Power
I watched the PBS Frontline program on Biden earlier this week. it’s something of a rags to riches story telling how Biden saw John F. Kennedy’s rise when he was a teenager and decided to imitate it - in spite of not having the financial resources of his model. Both men had influential fathers. The irony of following a model that produced tragedy for both was all too real in this story. Death was always in the background of the climb to power.At one point we see Biden weeping as he watches his son Beau speaking at a convention as though he might be a future presidential candidate, but knowing what others didn’t - that the son would soon die of a brain tumor. It is not a surprise that the president has been seen as a healer since he had too many times to have to heal himself. It’s also not a surprise that the parents who lost their sons in the flight from Afghanistan resented it when Biden said that he knew who they felt at such a time of loss, then spoke about his son, not theirs.

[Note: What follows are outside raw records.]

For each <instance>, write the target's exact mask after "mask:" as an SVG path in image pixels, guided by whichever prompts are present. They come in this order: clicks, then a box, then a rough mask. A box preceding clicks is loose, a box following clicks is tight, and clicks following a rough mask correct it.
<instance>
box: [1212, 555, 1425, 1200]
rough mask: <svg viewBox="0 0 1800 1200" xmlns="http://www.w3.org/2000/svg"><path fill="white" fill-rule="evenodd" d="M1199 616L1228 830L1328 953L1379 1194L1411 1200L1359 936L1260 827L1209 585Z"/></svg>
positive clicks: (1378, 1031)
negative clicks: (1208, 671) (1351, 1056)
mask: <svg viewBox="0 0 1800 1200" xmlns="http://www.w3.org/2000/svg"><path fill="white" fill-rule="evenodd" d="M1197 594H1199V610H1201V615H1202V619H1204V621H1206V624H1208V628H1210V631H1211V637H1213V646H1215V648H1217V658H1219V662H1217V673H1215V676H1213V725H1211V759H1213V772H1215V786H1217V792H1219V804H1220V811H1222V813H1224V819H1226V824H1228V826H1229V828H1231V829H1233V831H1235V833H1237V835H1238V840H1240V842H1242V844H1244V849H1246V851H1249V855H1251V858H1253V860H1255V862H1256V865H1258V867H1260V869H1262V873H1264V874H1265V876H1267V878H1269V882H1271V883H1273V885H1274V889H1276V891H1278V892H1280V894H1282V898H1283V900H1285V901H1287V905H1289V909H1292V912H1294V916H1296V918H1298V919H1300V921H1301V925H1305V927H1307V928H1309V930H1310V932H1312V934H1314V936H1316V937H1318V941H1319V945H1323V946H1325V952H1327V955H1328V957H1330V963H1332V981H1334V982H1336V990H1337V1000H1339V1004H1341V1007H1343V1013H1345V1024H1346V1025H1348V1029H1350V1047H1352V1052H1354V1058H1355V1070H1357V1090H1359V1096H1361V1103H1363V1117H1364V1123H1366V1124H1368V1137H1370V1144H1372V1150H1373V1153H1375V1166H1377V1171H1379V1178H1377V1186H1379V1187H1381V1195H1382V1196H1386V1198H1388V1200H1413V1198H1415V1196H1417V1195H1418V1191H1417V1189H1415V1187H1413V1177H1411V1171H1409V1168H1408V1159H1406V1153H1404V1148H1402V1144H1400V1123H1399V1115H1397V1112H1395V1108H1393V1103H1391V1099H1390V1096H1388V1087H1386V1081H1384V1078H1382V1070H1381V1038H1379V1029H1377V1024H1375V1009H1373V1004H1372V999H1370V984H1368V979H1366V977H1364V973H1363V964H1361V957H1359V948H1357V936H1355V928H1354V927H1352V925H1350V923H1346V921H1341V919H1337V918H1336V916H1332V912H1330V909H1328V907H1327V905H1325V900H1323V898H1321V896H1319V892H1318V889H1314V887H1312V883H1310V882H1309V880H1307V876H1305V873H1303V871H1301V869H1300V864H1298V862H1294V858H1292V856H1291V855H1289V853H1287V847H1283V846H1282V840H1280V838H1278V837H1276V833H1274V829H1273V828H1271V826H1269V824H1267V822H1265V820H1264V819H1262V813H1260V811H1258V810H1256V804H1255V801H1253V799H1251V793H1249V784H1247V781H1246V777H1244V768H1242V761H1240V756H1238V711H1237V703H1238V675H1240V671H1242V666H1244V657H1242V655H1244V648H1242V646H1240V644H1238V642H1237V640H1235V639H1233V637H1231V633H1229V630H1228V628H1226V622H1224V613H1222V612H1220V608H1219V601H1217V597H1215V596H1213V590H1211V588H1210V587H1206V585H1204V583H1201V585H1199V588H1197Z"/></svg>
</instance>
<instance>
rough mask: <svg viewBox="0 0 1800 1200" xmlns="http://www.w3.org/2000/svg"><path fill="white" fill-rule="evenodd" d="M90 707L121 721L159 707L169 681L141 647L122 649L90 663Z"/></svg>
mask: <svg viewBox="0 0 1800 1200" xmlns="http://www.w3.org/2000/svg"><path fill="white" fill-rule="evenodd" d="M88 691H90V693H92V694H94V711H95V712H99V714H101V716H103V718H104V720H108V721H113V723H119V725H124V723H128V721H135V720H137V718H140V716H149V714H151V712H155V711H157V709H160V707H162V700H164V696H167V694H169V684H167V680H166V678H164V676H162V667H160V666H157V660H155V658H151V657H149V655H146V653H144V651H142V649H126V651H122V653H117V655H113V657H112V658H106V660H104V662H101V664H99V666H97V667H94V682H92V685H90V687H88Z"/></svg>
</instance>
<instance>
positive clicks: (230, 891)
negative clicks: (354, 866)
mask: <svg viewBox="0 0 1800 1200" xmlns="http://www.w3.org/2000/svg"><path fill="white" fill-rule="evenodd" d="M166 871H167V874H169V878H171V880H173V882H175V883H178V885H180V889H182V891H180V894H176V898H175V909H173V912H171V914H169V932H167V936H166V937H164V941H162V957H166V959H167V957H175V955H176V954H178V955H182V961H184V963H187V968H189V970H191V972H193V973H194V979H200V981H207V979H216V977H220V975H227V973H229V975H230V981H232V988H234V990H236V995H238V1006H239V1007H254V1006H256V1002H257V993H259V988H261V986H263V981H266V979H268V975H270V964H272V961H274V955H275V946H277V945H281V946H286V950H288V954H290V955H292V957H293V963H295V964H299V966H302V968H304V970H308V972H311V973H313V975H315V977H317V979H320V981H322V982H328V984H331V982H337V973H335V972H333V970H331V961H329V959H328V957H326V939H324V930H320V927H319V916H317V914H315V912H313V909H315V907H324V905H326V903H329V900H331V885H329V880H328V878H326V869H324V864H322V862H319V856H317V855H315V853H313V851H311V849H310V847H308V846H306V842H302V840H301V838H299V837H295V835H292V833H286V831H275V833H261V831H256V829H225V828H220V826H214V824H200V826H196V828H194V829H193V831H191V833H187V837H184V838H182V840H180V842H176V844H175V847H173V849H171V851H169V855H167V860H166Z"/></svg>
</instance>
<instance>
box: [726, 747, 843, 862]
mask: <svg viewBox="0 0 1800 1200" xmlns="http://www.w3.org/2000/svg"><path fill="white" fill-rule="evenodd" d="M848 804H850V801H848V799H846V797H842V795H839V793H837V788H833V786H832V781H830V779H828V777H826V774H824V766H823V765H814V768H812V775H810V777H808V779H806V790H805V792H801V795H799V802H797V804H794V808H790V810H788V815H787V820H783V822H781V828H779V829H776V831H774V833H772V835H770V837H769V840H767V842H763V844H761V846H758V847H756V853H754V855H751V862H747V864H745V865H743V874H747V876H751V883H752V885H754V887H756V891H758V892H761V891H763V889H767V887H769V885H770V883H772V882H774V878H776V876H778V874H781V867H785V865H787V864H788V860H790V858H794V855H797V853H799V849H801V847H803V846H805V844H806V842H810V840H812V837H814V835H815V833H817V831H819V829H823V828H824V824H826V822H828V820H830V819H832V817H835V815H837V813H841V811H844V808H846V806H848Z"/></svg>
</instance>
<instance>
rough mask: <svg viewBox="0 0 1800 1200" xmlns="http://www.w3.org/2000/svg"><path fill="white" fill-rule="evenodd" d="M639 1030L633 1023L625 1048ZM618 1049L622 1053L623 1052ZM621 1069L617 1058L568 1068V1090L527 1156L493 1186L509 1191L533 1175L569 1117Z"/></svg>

When we’re down, we get up - the ongoing mantra - was a resolution that could help anything but the march of time. Power is attractive when we get it, and its not surprising that we want to keep it. But ultimately what we do with power speaks to our own agency. No one could push Biden out no matter how much they might have wanted to. Perhaps his finest moment should be the one when he made the painful choice to not get up, but to step down. He deserves some time to grieve the loss of something he spent most of his time preparing for. Coming out of that is a hope for a return of that amazing smile. Elders have a role as our indigenous brothers and sisters know.